Calcul

  • Le 04/06/2022

Un petit exercice…
La fréquence d’une maladie est de 1% ; un test de dépistage de la maladie donne un taux de vrais positifs de 90% et un taux de faux positifs de 8%.
Quelle est la probabilité qu’un patient qui a un résultat positif au test soit vraiment atteint de la maladie ?

Un théorème attribué au révérend Bayes (1702-1761) permet de calculer la probabilité d’une hypothèse : le patient est atteint de la maladie, étant donné une preuve : son test est positif.
Pour notre exercice, le calcul de Bayes indique que la probabilité que le patient soit vraiment atteint de la maladie est de 10%.

Ce résultat est contre-intuitif.
L’intuition nous conduit en effet à privilégier le taux élevé de 90% (la bonne qualité du test) et négliger le taux faible de 1% (la rareté de la maladie) pour imaginer une probabilité entre 80 et 90%.

A partir de différents exemples, le psychologue Daniel Kahneman montre que nous sommes tous de mauvais bayésiens spontanés, au sens où nous appréhendons mal cette probabilité bayésienne qui mesure la confiance que nous pouvons accorder à une hypothèse.

Cela dépend en fait des circonstances.
Quiconque entend dans une campagne française, sans voir d’où il vient, un bruit de sabot, pensera spontanément que le bruit provient plutôt d’un sabot de cheval que d’un sabot de zèbre.
Un exemple où le raisonnement bayésien est spontanément bien conduit car il tient compte de la rareté des zèbres dans la campagne française.

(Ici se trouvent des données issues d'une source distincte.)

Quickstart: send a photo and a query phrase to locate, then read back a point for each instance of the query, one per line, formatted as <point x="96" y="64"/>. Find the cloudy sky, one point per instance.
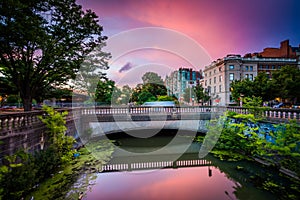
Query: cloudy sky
<point x="219" y="27"/>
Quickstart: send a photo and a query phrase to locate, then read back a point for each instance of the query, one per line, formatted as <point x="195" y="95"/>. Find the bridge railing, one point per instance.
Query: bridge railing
<point x="23" y="120"/>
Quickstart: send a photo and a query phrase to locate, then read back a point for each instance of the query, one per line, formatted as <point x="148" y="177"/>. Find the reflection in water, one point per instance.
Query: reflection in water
<point x="154" y="165"/>
<point x="170" y="175"/>
<point x="204" y="182"/>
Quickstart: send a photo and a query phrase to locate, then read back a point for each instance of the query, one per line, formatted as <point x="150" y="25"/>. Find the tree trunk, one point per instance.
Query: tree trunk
<point x="27" y="103"/>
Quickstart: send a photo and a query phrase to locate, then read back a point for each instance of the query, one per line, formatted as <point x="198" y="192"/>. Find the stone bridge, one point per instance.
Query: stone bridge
<point x="25" y="130"/>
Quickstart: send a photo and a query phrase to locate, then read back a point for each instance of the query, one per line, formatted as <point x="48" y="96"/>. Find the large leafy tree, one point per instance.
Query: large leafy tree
<point x="152" y="87"/>
<point x="152" y="78"/>
<point x="43" y="43"/>
<point x="241" y="88"/>
<point x="104" y="91"/>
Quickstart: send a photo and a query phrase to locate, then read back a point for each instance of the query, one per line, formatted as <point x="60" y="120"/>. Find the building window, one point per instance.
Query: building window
<point x="251" y="77"/>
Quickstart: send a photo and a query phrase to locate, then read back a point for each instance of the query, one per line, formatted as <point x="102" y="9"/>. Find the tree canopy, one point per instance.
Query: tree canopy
<point x="43" y="43"/>
<point x="105" y="91"/>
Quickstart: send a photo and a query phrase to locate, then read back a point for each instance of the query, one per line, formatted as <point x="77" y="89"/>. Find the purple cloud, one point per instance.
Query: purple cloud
<point x="126" y="67"/>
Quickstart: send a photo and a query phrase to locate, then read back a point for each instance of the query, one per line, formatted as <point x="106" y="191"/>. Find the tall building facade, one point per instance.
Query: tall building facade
<point x="179" y="80"/>
<point x="221" y="73"/>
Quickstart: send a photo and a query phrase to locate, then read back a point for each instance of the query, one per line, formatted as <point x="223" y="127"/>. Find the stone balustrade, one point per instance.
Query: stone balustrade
<point x="25" y="129"/>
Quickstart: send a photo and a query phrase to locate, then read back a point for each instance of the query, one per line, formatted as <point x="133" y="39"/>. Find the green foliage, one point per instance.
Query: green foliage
<point x="241" y="87"/>
<point x="150" y="90"/>
<point x="55" y="124"/>
<point x="254" y="106"/>
<point x="240" y="139"/>
<point x="104" y="91"/>
<point x="165" y="98"/>
<point x="17" y="175"/>
<point x="44" y="43"/>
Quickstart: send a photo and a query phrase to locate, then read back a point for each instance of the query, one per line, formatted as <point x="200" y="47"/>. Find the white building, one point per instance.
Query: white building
<point x="221" y="73"/>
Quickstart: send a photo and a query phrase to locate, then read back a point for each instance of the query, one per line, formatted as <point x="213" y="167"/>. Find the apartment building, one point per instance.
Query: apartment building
<point x="179" y="80"/>
<point x="221" y="73"/>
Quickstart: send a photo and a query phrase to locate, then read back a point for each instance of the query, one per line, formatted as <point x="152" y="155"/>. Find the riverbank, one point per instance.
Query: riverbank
<point x="89" y="160"/>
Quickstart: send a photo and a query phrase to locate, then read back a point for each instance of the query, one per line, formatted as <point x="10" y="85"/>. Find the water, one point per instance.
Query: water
<point x="136" y="171"/>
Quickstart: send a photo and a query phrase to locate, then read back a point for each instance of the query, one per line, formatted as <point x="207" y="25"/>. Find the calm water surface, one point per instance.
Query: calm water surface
<point x="187" y="177"/>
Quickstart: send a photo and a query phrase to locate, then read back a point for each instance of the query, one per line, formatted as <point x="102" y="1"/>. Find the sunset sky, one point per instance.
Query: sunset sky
<point x="221" y="27"/>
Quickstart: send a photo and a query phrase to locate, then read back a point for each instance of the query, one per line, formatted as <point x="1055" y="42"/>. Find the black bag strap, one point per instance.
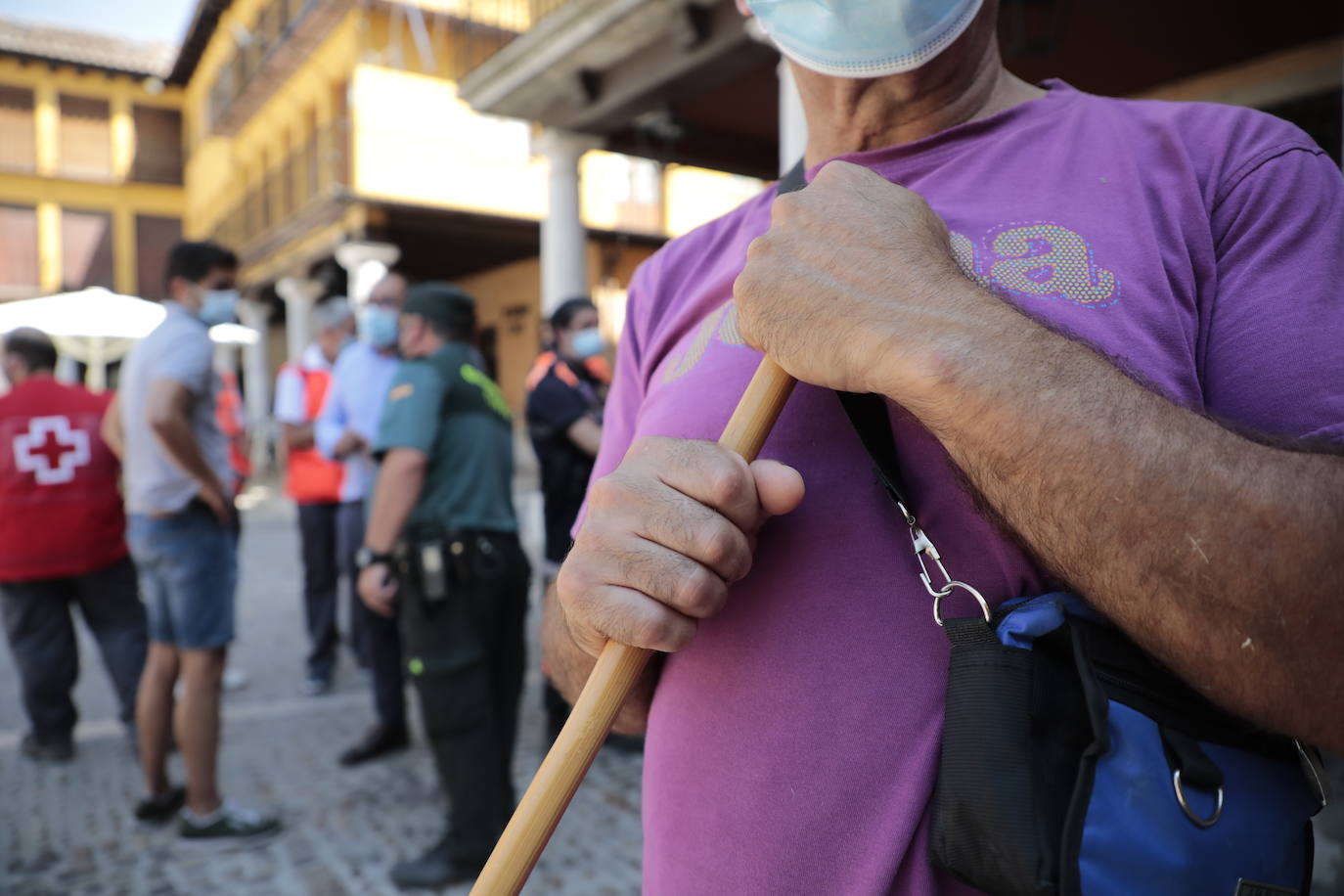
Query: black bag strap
<point x="867" y="413"/>
<point x="870" y="420"/>
<point x="873" y="424"/>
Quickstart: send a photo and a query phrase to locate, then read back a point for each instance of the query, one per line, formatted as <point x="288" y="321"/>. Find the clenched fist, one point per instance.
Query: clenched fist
<point x="667" y="532"/>
<point x="854" y="287"/>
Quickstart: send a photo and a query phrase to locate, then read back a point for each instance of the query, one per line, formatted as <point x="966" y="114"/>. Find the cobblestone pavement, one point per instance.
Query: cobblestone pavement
<point x="67" y="829"/>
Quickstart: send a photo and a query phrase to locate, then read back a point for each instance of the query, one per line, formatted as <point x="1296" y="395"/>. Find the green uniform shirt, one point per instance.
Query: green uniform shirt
<point x="453" y="413"/>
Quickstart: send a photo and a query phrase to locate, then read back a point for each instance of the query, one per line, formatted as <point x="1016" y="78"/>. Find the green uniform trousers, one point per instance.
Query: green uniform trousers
<point x="467" y="655"/>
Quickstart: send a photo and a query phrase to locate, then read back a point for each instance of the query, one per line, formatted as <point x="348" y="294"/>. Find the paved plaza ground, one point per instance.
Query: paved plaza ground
<point x="67" y="829"/>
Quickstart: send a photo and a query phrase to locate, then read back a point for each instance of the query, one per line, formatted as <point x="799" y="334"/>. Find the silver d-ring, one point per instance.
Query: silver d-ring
<point x="1189" y="813"/>
<point x="948" y="589"/>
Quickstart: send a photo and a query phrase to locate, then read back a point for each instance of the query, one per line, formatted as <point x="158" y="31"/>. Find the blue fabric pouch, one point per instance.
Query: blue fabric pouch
<point x="1074" y="763"/>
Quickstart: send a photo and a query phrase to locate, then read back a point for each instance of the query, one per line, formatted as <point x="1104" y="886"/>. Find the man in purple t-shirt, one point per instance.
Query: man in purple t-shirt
<point x="1077" y="305"/>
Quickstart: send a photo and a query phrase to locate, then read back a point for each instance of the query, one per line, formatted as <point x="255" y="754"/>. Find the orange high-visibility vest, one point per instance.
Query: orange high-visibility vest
<point x="311" y="475"/>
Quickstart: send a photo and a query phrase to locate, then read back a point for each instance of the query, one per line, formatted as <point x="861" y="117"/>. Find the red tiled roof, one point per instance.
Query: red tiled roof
<point x="85" y="49"/>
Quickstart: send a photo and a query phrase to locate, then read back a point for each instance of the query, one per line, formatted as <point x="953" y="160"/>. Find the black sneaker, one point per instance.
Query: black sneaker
<point x="51" y="749"/>
<point x="434" y="870"/>
<point x="161" y="808"/>
<point x="380" y="741"/>
<point x="227" y="824"/>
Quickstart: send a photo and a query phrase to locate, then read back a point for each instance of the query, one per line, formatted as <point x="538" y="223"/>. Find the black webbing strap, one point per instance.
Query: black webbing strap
<point x="867" y="413"/>
<point x="869" y="416"/>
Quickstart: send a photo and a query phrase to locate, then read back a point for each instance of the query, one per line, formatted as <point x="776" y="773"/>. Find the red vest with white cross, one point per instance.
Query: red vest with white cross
<point x="61" y="510"/>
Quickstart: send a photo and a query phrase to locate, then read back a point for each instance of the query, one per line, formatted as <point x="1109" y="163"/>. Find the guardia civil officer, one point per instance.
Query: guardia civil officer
<point x="441" y="551"/>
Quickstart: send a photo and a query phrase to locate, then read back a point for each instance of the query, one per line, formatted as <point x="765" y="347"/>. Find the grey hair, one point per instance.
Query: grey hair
<point x="333" y="313"/>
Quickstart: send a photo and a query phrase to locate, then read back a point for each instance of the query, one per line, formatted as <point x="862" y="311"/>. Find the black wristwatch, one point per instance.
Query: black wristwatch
<point x="366" y="557"/>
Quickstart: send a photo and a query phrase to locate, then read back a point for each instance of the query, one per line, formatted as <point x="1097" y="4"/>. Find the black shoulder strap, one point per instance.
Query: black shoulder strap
<point x="867" y="413"/>
<point x="793" y="179"/>
<point x="869" y="416"/>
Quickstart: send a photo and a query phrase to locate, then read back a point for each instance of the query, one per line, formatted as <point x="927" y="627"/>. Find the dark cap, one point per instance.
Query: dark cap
<point x="448" y="309"/>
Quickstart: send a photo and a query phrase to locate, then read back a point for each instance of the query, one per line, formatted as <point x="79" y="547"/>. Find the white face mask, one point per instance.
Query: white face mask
<point x="586" y="342"/>
<point x="218" y="306"/>
<point x="863" y="38"/>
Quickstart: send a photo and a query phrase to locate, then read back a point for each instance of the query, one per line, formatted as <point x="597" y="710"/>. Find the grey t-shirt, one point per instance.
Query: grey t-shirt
<point x="178" y="349"/>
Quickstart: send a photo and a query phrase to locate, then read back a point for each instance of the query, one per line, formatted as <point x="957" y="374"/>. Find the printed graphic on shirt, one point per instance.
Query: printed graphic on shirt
<point x="1038" y="261"/>
<point x="493" y="396"/>
<point x="51" y="450"/>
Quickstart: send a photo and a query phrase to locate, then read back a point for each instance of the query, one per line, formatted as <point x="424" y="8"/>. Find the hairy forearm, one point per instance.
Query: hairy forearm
<point x="111" y="430"/>
<point x="570" y="666"/>
<point x="179" y="442"/>
<point x="1219" y="555"/>
<point x="395" y="493"/>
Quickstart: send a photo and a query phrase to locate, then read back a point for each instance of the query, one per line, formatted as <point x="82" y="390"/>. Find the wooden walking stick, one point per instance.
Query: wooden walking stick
<point x="617" y="669"/>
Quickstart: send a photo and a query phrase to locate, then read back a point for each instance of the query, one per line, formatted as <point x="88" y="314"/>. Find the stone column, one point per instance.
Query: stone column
<point x="793" y="124"/>
<point x="257" y="378"/>
<point x="300" y="295"/>
<point x="365" y="263"/>
<point x="563" y="236"/>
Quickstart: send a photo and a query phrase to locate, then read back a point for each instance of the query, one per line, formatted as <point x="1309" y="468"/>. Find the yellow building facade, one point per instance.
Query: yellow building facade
<point x="313" y="126"/>
<point x="90" y="162"/>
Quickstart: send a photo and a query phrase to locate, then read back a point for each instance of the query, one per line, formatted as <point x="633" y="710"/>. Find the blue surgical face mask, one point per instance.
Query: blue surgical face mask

Le raisonnement bayésien reste bien inopérant dans de nombreux cas, en particulier lorsqu’il s’agit de phénomènes paranormaux.
Des enquêtes répétées sur la période 2000-2010 ont montré que les trois quarts des Américains ont au moins une croyance paranormale : possession par le diable, perception extrasensorielle, fantômes et esprits, astrologie, sorcières, communication avec les morts, réincarnation, énergie spirituelle des montagnes ou des arbres, mauvais œil, voyance.
La rareté des phénomènes qualifiés de paranormaux et la mauvaise qualité des témoignages qui les rapportent sont simplement ignorées par les croyants.

Les chiffres homologues de notre exercice (fréquence, vrais positifs, faux positifs) qu’on peut associer à ces phénomènes paranormaux conduisent pourtant par le calcul à une probabilité infinitésimale que ces phénomènes soient vrais.

Pour beaucoup d’entre nous, si rien ne s’oppose de façon certaine à une hypothèse, on considère qu’on peut la retenir, la probabilité qu’elle soit vraie fût-elle infinitésimale.
On ignore alors tout ce qui contribue à soutenir le contraire de l’hypothèse.
Montaigne faisait ainsi observer que dans les églises où sont exposés les ex-voto des marins sauvés d’un naufrage par leurs prières, devraient figurer les noms de ceux qui ne sont pas revenus, malgré leurs prières.

Nous devons prendre garde à ces croyances invraisemblables ou fausses que nous sommes tentés d’accepter au mépris de la raison ou du calcul.
Recommandation d’un hypocondriaque qui a survécu à de nombreuses maladies aussi graves que rares, par la grâce de Dieu.